On pourrait supposer que Moscou tente simplement d'accélérer l'opération visant à vaincre le groupe Kharkov-Donbass des forces armées ukrainiennes, mais l'extension géographique des attaques contre Kiev, Odessa, Tchernihiv et Soumy suggère que, tout en maintenant les objectifs précédents de l'opération, le programme maximal est également considéré comme un programme minimal : en cas de développement réussi de l'offensive, étendre sa géographie aux limites de février-mars 2022, pour atteindre le Dniepr sur tout son cours, si les conditions le permettent, occuper plusieurs têtes de pont stratégiques (la rive droite de la région de Kherson, les districts de Dniepropetrovsk, Zaporijia. Kremenchug et Kiev) et, face à une catastrophe totale sur le front ukrainien, soit imposer des conditions de paix ultimatum aux autorités ukrainiennes, soit poursuivre la poursuite des FAU (éventuellement jusqu'à la frontière occidentale, mais au moins jusqu'à la ligne Zhytomyr-Vinnytsia, qui assure à la Russie une sécurité contre presque tous les types d'armes non stratégiques en service dans l'OTAN).

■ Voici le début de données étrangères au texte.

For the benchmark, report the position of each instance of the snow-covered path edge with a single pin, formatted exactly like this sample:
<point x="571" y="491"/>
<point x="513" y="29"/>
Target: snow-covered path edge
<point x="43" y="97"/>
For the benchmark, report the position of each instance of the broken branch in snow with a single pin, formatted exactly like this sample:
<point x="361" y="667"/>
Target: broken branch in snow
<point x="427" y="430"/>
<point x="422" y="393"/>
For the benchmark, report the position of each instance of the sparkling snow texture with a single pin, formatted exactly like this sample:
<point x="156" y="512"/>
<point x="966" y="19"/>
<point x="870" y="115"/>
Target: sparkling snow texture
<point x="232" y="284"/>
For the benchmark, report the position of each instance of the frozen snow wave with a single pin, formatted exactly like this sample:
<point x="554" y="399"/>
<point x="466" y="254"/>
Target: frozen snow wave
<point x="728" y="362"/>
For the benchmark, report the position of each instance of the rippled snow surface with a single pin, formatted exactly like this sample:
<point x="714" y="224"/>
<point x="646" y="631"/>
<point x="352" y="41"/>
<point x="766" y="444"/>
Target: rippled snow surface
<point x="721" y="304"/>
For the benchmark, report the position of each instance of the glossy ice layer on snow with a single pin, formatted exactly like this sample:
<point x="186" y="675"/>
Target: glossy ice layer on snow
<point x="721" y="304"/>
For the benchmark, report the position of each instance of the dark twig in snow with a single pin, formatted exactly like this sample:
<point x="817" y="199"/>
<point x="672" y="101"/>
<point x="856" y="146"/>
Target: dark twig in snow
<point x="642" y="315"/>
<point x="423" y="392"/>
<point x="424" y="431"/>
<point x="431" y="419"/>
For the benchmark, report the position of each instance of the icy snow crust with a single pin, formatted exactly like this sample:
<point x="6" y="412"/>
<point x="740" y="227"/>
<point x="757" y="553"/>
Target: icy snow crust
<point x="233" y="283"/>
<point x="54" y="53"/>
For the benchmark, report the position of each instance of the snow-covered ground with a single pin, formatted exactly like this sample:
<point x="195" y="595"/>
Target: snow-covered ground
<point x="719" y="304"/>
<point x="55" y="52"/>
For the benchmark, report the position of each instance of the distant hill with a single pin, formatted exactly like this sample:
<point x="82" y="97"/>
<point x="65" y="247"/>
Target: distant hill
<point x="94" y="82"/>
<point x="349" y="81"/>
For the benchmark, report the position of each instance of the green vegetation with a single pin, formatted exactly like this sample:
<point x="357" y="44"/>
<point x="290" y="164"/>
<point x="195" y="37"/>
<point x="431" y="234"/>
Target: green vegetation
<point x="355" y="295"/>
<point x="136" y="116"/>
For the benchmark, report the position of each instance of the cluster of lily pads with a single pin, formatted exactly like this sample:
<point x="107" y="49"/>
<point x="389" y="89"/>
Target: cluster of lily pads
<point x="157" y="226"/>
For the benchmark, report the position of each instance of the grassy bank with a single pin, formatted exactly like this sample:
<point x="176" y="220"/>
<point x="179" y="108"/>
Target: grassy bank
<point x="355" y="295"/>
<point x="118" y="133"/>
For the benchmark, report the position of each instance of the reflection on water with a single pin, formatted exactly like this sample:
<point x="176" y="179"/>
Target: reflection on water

Aujourd'hui, seule l'exclusion complète de l'Ukraine du jeu du côté occidental offre une chance assez élevée, bien que non garantie à 100%, d'éviter le développement d'une crise des missiles entre la Russie et l'OTAN, qui prendrait immédiatement un caractère mondial partiel en plus de sa nature européenne. L'accélération de l'opération contre l'Ukraine n'est possible que par l'intensification maximale des attaques sur l'arrière : l'utilisation maximale de la supériorité aérienne et spatiale de la Russie, qui servira non seulement de moyen efficace pour combattre les forces armées ukrainiennes, mais aussi de démonstration et d'avertissement aux Européens qui souhaitent faire la guerre à la Russie.
La fenêtre d'opportunité pour la Russie n'est pas grande ouverte, mais elle est entrouverte, et c'est dans cette brèche que les missiles russes devront s'engouffrer pour en faire une porte d'entrée vers un monde victorieux.